Is This It?
It’s easy to get sucked into one way of thinking, when you only live your life one way. Staying under one roof, with one partner. Hanging out with the same group of friends, or not hanging out with anyone at all. Having one job, or having no job. Picking the same foods from the same supermarket aisles. Experiencing a different sameness every weekend. The result of this is thinking that there’s only one definition of success, and that there’s only one method to the art of living. I begin to think that everyone else’s wants are my needs, and that their lack is my lack. I construct barriers for myself without realising. Isn’t this how society works? Isn’t this the correct roadmap for the rest of my life? I see many people going pass me on this path, so it has to be the one?
What is Normal?
This is one of the many reasons why I love travelling so much, despite my multitude of chronic illnesses which makes it a hindrance. It is the fastest and easiest way to re-open my mind, and realise that the possibilities of my future are endless. The first thing I always notice is how different their normal is. Setting foot onto a stranger’s territory brings about an instant awareness that there’s no such thing. I’m the alien with foreign ways here, and my concept of life puzzles them. Travelling unwinds the strings around my heart, and I float free. Ah, freedom, what a beautiful and fleeting sensation. While I could do this by myself back home, travel is a puff of pressure that propels this emotion forward.
Invoking Good Feelings on Bad Days
This got me thinking as to how I can recreate this feeling and be mindful of this fact when I’m back to the grind. It isn’t too hard, although it does take some time and courage. I could expand my group of friends, for example. We tend to hang out with those who think like us. This is great, but it also runs the risk of sealing ourselves within our small perspective bubble. We are unable to comprehend the lives of others of a different social status, nor they ours. But I also believe that as humans, we have the potential to adapt to almost anything when forced to, or given a chance. Sometimes, even we have no idea how we could lived the way we did before.
Changing careers is a big move that also invokes this same realisation. You meet new people, take a different bus, or work on a different job scope. The routine may be similar, yet everything changes, too.

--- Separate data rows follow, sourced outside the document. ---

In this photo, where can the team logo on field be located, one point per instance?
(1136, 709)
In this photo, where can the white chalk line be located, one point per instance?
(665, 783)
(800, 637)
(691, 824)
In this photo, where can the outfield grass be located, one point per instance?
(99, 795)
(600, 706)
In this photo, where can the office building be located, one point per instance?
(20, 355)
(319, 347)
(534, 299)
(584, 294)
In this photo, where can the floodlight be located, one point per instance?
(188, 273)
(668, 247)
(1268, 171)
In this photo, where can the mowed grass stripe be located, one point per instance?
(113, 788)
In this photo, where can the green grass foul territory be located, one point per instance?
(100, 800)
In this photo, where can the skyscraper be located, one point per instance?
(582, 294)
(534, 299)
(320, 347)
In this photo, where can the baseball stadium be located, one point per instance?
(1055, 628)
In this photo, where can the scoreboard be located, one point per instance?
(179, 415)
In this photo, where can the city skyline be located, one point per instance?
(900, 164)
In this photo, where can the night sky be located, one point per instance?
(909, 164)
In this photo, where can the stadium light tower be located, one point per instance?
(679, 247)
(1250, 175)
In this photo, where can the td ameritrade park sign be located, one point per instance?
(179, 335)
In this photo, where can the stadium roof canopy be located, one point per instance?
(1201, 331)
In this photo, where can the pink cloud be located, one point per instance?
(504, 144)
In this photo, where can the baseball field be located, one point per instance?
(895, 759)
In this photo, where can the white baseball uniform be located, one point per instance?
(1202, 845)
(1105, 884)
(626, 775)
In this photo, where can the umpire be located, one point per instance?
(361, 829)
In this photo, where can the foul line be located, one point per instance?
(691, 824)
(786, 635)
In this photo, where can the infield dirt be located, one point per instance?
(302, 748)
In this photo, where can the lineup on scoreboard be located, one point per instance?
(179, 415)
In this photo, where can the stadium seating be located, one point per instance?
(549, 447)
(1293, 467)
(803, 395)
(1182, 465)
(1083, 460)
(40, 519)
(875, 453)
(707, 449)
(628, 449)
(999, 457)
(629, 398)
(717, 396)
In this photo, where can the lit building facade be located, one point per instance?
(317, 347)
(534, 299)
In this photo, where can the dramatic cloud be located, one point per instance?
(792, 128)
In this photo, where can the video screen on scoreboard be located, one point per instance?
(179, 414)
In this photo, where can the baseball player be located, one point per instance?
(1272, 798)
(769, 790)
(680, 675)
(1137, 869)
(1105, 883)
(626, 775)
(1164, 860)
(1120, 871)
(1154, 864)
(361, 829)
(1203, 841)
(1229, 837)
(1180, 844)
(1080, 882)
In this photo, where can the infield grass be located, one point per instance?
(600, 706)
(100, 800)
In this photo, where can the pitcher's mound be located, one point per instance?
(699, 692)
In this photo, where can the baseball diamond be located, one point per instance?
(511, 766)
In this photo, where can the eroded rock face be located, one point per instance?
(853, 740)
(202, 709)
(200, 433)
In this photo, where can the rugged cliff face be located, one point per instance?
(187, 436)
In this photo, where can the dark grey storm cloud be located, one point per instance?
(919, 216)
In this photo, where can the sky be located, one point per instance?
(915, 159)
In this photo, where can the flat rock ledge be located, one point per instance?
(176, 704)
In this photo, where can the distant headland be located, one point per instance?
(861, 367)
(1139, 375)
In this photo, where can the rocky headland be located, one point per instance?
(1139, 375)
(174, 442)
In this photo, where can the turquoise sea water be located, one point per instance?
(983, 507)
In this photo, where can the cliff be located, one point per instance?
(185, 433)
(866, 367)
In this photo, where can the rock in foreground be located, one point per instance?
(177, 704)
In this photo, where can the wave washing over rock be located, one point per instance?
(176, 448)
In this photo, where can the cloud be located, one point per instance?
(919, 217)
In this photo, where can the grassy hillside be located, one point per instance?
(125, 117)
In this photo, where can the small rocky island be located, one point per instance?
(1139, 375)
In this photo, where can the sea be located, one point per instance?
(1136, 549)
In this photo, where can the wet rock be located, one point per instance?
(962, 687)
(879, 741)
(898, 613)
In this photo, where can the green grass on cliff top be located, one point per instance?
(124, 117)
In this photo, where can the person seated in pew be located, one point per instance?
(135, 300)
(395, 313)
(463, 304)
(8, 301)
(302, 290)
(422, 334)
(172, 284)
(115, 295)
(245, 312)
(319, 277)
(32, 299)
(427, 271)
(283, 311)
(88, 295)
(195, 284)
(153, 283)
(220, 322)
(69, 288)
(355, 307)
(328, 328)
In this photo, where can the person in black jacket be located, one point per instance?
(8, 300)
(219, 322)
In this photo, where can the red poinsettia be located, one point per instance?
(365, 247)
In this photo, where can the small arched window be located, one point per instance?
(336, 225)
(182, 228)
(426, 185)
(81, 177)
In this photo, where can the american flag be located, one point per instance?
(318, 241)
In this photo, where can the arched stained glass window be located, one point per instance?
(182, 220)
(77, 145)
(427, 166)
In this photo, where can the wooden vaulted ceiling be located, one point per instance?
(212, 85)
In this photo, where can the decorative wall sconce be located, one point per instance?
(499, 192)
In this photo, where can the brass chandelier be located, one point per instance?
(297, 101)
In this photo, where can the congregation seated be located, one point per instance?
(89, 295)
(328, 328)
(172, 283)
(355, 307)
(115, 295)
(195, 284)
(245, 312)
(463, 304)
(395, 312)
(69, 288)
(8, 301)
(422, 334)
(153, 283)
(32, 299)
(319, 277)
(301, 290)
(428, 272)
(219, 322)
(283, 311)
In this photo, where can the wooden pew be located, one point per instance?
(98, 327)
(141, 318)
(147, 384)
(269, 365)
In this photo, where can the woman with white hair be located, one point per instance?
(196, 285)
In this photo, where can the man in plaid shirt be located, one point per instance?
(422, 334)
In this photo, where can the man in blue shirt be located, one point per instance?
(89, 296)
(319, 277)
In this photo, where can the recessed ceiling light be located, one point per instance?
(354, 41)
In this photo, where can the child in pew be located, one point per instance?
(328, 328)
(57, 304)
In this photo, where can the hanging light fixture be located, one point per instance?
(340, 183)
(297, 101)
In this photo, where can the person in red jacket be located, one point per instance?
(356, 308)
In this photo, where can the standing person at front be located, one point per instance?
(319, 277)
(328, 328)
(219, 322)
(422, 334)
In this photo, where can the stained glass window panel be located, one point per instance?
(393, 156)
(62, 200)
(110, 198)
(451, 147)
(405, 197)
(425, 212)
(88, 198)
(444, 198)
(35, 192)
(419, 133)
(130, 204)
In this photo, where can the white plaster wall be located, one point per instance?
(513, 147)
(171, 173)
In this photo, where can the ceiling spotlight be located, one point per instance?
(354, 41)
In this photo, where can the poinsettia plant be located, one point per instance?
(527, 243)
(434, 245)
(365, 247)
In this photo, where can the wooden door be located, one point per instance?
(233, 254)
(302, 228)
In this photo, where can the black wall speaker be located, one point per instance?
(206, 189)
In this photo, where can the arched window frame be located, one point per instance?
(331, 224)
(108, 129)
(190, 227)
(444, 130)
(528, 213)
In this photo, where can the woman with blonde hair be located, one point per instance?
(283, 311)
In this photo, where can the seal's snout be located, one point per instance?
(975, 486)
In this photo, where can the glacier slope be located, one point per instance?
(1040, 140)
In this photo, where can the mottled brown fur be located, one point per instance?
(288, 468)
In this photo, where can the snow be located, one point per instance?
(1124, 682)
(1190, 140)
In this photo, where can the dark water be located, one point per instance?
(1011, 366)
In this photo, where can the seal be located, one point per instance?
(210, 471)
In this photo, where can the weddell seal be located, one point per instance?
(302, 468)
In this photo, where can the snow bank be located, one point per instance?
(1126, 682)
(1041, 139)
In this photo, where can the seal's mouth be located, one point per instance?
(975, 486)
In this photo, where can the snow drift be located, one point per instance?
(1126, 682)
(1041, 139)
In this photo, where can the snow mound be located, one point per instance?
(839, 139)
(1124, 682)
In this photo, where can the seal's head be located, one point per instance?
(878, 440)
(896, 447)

The Chronic Illness Mouse Trap
And for those of us with chronic illnesses who spend our days at home in pain, unable to work, cook or clean, this routine can feel terminal as well. Will we ever be like everyone else again? Which begs the question…who is ‘everyone else’? Do I mean my friend, ex-colleague, ex-lover, Paris Hilton, or a boy from the slums of Delhi? Perhaps I meant ‘every healthy person’, ‘from my country’. But as I have discovered, this is a defective and harmful way of thinking, because perfection exists only in my imagination.
Finding My Best New Normal Again (and Again)
Life is about uprooting and replanting. Sometimes by the gardener of life, and other times by stormy weather. But we can also choose to change our scenery; there is nothing stopping us but our belief that we can’t, or shouldn’t. Perhaps we’re afraid about what they’ll say, or we fear what may be. Routine, no matter how unstable, feels safe because we know how to deal with it. But guess what? We’ll know how to deal with a new way of living, too. And we’ll wonder then, how we could have lived the life we’re living right now.